Dice Roll Game

For this analysis we are going to simulate a dice roll game.

Given 10,000 trials, perform a statical analysis on the number of dice rolls needed to reach 100 points given the following rules.

  • Starting at 0, for each dice roll resulting in 1 through 5, add the result to your score.
  • For each dice roll resulting in 6, reroll the dice and subtract the result from your score. Any re-roll that results in a 6, re-roll the dice again. Your score cannot go lower than 0.

For this simulation I am going to use SQL. A language such as Python may be better suited to create this simulation, but using SQL is simpler than you might perceive. The trick is to use a numbers table and create a set of random dice rolls and then use summation windows to determine the cumulative score after each dice roll. The code is a bit lengthy, but SQL is a verbose language not known for its conciseness. I’ve included the script at the end of this analysis.

So now that we have covered the specifics of the rules, let’s move on to the analysis.

Analysis

After 10,000 trials, we have the following summary statistics.

Mean61
Median59
Mode53
Standard Deviation14
Minimum Dice Rolls28
Maximum Dice Rolls133

The mean is the average, the median is the exact middle, and the mode is the number of dice rolls that appear the most often. Because the mean and median are close, you might expect the data to fit a normal distribution. However, given the mode is slightly lower at 53 we can expect the data to be skewed.
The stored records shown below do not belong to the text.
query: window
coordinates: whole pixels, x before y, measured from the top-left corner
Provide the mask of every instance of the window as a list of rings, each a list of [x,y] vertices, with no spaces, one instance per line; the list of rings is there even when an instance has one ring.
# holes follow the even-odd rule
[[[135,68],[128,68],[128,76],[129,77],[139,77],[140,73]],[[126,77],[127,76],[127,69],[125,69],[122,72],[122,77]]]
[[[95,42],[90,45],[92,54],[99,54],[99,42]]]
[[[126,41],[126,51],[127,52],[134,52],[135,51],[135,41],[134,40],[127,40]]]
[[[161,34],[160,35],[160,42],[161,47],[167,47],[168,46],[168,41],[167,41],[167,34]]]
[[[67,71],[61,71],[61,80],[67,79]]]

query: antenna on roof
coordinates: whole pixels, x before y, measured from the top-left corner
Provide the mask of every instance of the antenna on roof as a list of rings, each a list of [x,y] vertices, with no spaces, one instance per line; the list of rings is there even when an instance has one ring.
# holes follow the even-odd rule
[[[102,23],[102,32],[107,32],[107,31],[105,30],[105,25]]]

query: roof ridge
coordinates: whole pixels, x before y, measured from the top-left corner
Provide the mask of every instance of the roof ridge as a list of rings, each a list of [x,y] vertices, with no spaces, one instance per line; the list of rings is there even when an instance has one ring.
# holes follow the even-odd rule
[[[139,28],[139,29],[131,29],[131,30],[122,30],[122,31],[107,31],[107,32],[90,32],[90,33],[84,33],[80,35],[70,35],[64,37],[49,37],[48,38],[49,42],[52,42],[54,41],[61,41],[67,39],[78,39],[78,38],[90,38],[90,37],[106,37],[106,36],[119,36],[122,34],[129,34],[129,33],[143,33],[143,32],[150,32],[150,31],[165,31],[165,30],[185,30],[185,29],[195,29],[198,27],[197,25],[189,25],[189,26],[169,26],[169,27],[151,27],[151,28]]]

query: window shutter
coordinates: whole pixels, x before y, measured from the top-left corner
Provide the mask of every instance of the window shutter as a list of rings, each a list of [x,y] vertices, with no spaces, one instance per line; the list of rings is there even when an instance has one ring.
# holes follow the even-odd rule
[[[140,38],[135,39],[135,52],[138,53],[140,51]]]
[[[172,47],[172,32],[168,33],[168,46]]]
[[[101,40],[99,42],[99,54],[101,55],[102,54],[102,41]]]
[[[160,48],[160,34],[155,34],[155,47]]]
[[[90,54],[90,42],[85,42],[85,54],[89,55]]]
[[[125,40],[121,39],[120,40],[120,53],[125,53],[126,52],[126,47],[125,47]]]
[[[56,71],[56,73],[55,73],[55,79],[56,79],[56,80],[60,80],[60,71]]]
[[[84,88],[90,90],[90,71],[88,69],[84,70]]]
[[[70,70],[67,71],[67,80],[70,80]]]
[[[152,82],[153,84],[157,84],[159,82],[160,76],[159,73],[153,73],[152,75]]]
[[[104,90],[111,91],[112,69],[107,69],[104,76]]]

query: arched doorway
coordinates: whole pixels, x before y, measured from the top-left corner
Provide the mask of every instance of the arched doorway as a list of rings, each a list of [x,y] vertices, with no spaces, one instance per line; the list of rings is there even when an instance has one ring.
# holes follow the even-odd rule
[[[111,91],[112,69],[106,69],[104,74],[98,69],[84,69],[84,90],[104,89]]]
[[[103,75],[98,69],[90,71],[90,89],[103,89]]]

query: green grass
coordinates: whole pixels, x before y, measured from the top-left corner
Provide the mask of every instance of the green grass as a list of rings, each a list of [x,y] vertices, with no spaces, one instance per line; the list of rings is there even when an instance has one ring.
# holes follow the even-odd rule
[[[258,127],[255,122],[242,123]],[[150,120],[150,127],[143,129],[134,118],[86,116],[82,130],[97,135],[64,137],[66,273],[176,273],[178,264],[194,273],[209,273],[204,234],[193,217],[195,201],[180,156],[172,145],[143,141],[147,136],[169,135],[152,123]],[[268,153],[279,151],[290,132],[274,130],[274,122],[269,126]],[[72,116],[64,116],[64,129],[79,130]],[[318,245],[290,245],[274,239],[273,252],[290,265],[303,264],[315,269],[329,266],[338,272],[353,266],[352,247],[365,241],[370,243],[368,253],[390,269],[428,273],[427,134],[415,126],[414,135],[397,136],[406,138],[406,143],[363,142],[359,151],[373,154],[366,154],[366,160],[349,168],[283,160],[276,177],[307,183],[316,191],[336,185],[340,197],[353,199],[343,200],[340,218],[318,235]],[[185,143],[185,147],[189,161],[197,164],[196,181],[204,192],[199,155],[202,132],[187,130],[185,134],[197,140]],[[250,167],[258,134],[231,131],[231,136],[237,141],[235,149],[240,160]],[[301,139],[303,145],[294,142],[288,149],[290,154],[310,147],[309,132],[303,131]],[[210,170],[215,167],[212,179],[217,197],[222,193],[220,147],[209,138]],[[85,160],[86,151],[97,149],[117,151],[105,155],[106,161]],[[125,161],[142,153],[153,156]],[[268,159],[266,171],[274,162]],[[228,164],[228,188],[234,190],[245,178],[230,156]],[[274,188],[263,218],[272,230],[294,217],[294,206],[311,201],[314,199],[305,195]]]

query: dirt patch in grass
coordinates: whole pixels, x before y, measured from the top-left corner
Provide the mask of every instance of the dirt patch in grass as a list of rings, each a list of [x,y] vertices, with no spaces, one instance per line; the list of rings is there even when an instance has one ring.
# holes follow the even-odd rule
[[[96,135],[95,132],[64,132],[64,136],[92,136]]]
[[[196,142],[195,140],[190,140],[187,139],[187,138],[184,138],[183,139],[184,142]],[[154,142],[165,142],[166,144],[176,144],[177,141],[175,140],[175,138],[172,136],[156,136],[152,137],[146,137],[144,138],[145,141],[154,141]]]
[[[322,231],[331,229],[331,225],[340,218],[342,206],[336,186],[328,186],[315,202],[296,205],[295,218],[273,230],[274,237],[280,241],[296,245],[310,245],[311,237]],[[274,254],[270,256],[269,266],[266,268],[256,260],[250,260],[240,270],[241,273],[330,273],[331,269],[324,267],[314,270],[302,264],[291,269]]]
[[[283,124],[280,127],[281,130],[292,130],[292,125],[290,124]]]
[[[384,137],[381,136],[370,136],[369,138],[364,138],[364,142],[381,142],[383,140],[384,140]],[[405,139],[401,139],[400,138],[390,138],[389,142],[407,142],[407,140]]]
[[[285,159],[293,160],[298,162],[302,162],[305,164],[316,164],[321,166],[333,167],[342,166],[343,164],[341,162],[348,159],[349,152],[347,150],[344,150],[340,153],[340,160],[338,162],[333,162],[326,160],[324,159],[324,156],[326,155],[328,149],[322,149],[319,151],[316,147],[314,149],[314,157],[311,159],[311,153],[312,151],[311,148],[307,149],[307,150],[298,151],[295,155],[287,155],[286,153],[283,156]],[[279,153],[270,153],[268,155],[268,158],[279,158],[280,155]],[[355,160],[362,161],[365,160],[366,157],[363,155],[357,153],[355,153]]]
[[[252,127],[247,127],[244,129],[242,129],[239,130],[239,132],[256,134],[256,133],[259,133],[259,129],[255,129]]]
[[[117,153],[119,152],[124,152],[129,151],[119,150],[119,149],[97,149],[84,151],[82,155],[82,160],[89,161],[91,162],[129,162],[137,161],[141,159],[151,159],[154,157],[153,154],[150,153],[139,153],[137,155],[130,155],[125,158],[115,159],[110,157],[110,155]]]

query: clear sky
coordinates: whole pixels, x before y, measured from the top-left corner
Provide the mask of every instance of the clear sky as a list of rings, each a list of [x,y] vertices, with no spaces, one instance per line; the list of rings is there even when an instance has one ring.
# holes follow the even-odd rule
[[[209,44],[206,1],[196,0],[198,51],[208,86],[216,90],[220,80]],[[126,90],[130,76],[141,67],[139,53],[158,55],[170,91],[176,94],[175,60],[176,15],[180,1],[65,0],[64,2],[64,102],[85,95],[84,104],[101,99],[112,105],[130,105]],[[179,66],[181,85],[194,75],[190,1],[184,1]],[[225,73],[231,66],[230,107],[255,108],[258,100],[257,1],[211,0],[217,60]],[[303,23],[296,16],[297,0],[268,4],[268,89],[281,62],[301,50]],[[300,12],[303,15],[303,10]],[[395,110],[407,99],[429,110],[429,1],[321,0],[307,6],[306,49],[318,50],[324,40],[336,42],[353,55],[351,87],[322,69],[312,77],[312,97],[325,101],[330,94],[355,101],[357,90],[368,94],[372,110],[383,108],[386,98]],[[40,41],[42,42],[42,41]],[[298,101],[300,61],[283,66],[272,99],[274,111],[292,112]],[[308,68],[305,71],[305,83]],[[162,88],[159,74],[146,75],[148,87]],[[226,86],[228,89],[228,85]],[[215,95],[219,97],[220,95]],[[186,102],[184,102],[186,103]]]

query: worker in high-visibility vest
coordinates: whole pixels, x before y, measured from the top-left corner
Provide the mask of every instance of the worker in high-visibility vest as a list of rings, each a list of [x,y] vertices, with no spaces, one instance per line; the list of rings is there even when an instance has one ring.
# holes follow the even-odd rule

We can view this skewness with the following histogram.

Reviewing a box plot of the dice rolls, we can see that any result over 97 becomes an outlier. Approximately 2% of the dice rolls (197 of the 10,000 simulations) result in an outlier.

Another good graph is a cumulative distribution. From this graph we can see that 50% of the time the number of rolls to reach 100 points will be under 60 dice rolls or over 60 dice rolls.

We can also spin our cumulative distribution graph to show a histogram by percentage. This is the same graph as above, except that after 50% we pivot the slope and create a downslope. We can ascertain the same information from both of these graphs, however, a good example where the below graph may be easier to read is that you can determine there is a 10% chance of reaching 100 points after 45 dice rolls or after 80 or more dice rolls.

Rolling the dice anywhere near 100 times to reach 100 points seems like an extra ordinary number of times. This would need to be a simulation where we roll a large number of 6s combined with the average dice roll where we add to our score is less than 2.5.

Looking at two of the largest outliers in our data, we can use a scatter diagram to review each dice roll and how it contributed to the overall score.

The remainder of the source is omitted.